State Hooks
State lets a component “remember” information like user input.
useState declares a state variable that you can update directly.
useReducer declares a state variable with the update logic inside a reducer function.
Context Hooks
Context lets a component receive information from distant parents without passing it as props.
useContext reads and subscribes to a context.
Ref Hooks
Refs let a component hold some information that isn’t used for rendering, like a DOM node or a timeout ID. Unlike with state, updating a ref does not re-render your component. Refs are an “escape hatch” from the React paradigm. They are useful when you need to work with non-React systems, such as the built-in browser APIs.
useRef declares a ref. You can hold any value in it, but most often it’s used to hold a DOM node.
Effect Hooks
Effects let a component connect to and synchronize with external systems. This includes dealing with network, browser DOM, animations, widgets written using a different UI library, and other non-React code.

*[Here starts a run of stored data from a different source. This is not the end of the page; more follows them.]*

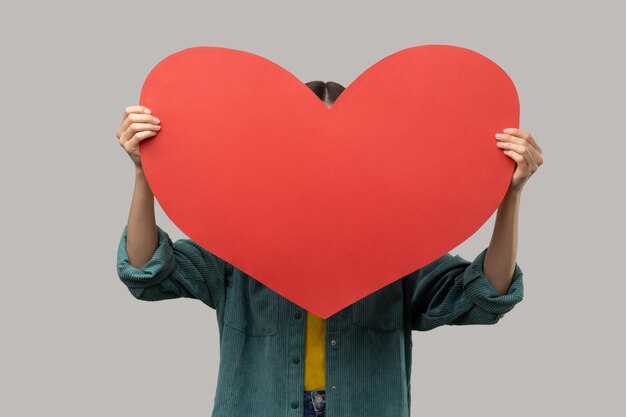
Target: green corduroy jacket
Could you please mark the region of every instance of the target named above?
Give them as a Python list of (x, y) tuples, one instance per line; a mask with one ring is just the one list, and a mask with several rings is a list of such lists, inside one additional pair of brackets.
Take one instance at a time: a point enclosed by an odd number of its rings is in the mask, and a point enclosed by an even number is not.
[[(220, 363), (212, 417), (302, 417), (306, 310), (191, 239), (159, 245), (130, 265), (124, 227), (117, 272), (139, 300), (194, 298), (216, 310)], [(326, 321), (326, 417), (408, 417), (413, 330), (495, 324), (523, 299), (515, 265), (508, 293), (472, 261), (449, 253)], [(263, 407), (259, 407), (263, 399)]]

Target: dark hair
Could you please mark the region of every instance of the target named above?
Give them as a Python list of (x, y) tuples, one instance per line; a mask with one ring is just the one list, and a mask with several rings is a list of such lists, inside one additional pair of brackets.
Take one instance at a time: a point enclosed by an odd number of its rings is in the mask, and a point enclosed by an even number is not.
[(324, 82), (316, 80), (309, 81), (305, 84), (320, 98), (320, 100), (327, 104), (333, 104), (335, 100), (337, 100), (337, 97), (339, 97), (339, 94), (346, 89), (346, 87), (334, 81)]

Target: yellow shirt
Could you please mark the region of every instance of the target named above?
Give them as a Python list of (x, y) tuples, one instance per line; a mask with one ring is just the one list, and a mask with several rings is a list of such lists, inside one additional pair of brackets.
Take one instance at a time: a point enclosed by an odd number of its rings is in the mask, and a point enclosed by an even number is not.
[(304, 389), (325, 389), (326, 320), (307, 311), (304, 345)]

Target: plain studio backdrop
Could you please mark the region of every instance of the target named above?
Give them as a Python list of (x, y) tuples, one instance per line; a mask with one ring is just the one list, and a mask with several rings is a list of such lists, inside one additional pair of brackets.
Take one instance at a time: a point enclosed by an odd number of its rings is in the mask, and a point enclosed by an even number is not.
[[(215, 311), (135, 300), (115, 268), (134, 181), (115, 131), (157, 62), (223, 46), (347, 87), (423, 44), (498, 63), (545, 163), (521, 201), (524, 300), (494, 326), (413, 333), (412, 415), (623, 413), (624, 10), (582, 3), (3, 4), (0, 414), (210, 414)], [(451, 252), (473, 259), (494, 221)]]

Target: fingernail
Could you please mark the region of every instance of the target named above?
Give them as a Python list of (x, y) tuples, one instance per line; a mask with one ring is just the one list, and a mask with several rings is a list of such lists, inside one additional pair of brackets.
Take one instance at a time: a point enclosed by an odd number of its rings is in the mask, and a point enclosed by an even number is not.
[(512, 132), (513, 132), (513, 129), (511, 129), (511, 128), (506, 128), (506, 129), (504, 129), (504, 130), (503, 130), (503, 132), (504, 132), (504, 133), (512, 133)]
[(144, 113), (151, 113), (150, 109), (143, 109)]

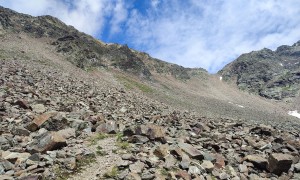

useEffect connects a component to an external system.
Performance Hooks
A common way to optimize re-rendering performance is to skip unnecessary work. For example, you can tell React to reuse a cached calculation or to skip a re-render if the data has not changed since the previous render.
To skip calculations and unnecessary re-rendering, use one of these Hooks:
useMemo lets you cache the result of an expensive calculation.
useCallback lets you cache a function definition before passing it down to an optimized component.